In the code editor for FireFly that I wrote, you can paste multiple lines of text into the text editor (as you would expect to do in a text editor). Here is the kind of code that I was using:


   ' add each $CrLf segment (if any)
   pLineNew = JellyEdit_pLine( ed, @pLine.nLineNum )
   For x = 1 To nCount + 1
     
      st = Parse$( sLine, $CrLf, x )
     
      '  Update our memory structure to hold the new text
      MemString @pLineNew.pText, st
     
      pLineNew = JellyEdit_pLine( ed, @pLine.nLineNum + x )
      If x > 1 Then
         Incr @ed.yCaret
         @ed.fRefresh = %TRUE
      End If
         
   Next



Works perfectly for a few hundreds of lines of text... but I just had to copy/paste about 32,000 lines of text from Jose's TypeLib Browser for a pretty large OCX control.

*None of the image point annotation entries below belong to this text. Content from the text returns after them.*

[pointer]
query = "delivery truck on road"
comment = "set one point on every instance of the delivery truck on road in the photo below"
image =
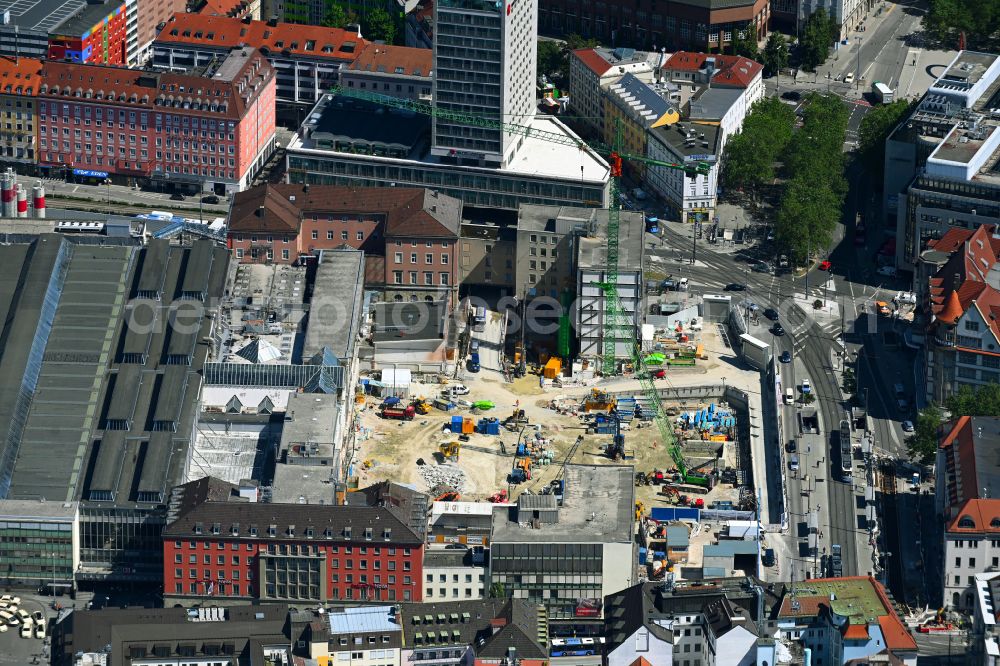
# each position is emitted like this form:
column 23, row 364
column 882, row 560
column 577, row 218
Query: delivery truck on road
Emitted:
column 882, row 93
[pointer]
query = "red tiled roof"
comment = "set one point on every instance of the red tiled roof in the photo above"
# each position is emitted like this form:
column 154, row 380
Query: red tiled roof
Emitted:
column 976, row 516
column 394, row 60
column 236, row 8
column 223, row 32
column 593, row 61
column 104, row 84
column 735, row 71
column 20, row 76
column 856, row 632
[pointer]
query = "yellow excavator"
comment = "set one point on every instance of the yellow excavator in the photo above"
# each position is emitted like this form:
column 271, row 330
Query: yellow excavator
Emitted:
column 450, row 450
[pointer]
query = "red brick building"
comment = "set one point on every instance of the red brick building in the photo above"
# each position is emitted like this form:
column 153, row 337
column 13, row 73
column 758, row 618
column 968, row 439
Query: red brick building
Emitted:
column 96, row 34
column 698, row 25
column 222, row 544
column 410, row 233
column 188, row 133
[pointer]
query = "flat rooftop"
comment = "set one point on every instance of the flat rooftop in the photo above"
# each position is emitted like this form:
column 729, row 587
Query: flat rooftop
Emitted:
column 962, row 145
column 968, row 68
column 592, row 251
column 677, row 137
column 597, row 508
column 41, row 16
column 561, row 158
column 86, row 18
column 335, row 310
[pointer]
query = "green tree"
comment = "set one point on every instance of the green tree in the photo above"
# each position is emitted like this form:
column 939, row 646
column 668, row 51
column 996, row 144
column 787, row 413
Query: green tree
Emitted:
column 923, row 443
column 875, row 128
column 337, row 16
column 775, row 54
column 981, row 401
column 750, row 155
column 378, row 25
column 745, row 43
column 551, row 58
column 818, row 36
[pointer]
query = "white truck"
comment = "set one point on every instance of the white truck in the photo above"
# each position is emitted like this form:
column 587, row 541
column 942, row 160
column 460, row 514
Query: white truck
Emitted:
column 882, row 93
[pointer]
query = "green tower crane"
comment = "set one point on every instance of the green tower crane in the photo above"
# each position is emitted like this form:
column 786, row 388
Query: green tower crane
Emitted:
column 615, row 328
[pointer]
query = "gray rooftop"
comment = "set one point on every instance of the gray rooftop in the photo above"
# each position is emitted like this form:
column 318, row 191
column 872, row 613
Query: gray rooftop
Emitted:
column 89, row 15
column 401, row 322
column 105, row 394
column 592, row 251
column 597, row 508
column 713, row 103
column 37, row 509
column 335, row 310
column 969, row 67
column 677, row 137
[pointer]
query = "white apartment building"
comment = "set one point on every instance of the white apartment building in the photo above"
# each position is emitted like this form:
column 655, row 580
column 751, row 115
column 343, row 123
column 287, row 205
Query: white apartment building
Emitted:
column 484, row 64
column 971, row 546
column 592, row 71
column 450, row 575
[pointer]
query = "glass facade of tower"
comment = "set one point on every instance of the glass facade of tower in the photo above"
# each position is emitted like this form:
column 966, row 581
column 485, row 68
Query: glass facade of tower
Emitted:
column 468, row 76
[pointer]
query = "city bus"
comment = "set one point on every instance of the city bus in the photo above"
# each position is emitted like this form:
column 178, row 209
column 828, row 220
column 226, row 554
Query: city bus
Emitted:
column 572, row 647
column 846, row 462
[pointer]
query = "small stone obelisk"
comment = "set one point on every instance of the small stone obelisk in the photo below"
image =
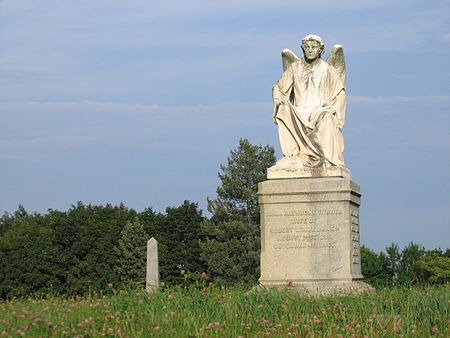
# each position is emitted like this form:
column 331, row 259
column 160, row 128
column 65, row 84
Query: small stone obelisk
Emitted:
column 152, row 276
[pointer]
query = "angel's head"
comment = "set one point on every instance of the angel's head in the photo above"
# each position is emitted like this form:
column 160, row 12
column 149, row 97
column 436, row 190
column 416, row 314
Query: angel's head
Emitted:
column 312, row 47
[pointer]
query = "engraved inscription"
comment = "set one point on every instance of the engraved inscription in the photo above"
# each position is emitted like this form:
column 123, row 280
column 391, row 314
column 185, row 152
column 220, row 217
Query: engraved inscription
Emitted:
column 354, row 221
column 306, row 228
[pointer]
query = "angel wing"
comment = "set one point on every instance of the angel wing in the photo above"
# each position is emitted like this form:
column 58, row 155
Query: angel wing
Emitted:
column 337, row 60
column 288, row 57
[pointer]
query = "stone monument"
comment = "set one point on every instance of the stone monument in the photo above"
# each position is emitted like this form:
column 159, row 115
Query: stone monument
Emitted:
column 309, row 204
column 152, row 274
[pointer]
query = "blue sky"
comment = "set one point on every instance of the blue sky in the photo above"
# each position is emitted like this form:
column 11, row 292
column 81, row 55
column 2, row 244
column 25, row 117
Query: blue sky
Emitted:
column 141, row 101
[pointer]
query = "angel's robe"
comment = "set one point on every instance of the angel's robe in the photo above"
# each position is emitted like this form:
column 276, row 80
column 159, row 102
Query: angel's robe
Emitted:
column 311, row 114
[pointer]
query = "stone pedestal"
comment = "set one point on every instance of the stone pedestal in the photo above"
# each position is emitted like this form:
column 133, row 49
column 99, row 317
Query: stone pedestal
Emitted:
column 310, row 235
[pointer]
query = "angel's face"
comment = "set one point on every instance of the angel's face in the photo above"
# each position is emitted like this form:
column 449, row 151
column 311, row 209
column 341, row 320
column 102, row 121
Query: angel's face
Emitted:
column 311, row 50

When I tried to post it into the code editor I thought that FF was freezing up due to a bug or something... it took 57 seconds to parse the large string.

I then changed the code to the following (parse the string to an array first using PB's PARSE to array capabilities):


   Dim sLines( 1 To nCount + 1 ) As String
   Parse sLine, sLines(), $CrLf
   
   ' add each $CrLf segment (if any)
   pLineNew = JellyEdit_pLine( ed, @pLine.nLineNum )
   For x = 1 To nCount + 1
     
      st = sLines(x)
     
      '  Update our memory structure to hold the new text
      MemString @pLineNew.pText, st
     
      pLineNew = JellyEdit_pLine( ed, @pLine.nLineNum + x )
      If x > 1 Then
         Incr @ed.yCaret
         @ed.fRefresh = %TRUE
      End If
         
   Next


Using the new approach, the paste of 32,000 lines took 1.4 seconds... what a hell of a difference.

Oh, by the way, this new fix will be in 3.06.
Title: Re: PARSE$ versus PARSE
Post by: Roger Garstang on January 11, 2010, 11:28:48 AM
Yeah, Parse$ is pretty useless unless you are using it to just parse small strings like GPS strings over a COM Port, commandlines, or something where it is maybe 10-20 items since every call to Parse$ has to parse the string from the beginning to x number of items.  How do you get the count of the items for your DIM?  PB's line count has to count all the items by running through the string once too.  You might get an even better advantage parsing it yourself and resizing the array twice its current size each time you run out of room then to the exact size needed when done. You'd think PB would optimize PARSE$ when it sees it in a FOR Loop to remember the last position.  If smart they may make Parse not even re-allocate the string data and just put the string in a block just how it is with each array element pointing to where it finds each break and setting length to keep it from containing the CRLF bytes.  Would be interesting to access the data with pointers and see if it is all one block still containing the CRLFs, etc.
Title: Re: PARSE$ versus PARSE
Post by: Martin Francom on January 12, 2010, 06:20:15 AM
Interesting.... That's a tip of which I will make note.
Title: Re: PARSE$ versus PARSE
Post by: Gary Stout on January 12, 2010, 04:21:48 PM
Here is an excerpt from the most recent update of PB 9.0 history file..... not sure if this addresses the PARSE scenerio you are describing.

Changes to existing Statements and Functions:

- Dramatic speedup of INSTR(), TALLY(), PARSE$(), EXTRACT$(), REMAIN$(), RETAIN$(),
  and REMOVE$() in most situations.
Title: Re: PARSE$ versus PARSE
Post by: Roger Garstang on January 12, 2010, 05:05:26 PM
Hey Gary, hadn't seen you in a while.  That reminds me I need to get the .03 updates...I'm still on the .02.  They released updates pretty close together this time.  Didn't post a history that I had seen either, so I forgot all about them being released.  Maybe they finally made them remember the last position if used in a loop to speed things up.

Edit:
Hmm, actually looking at my .02 history it listed that already.  I'm going to have to remember to backup my history and compare the two when I update.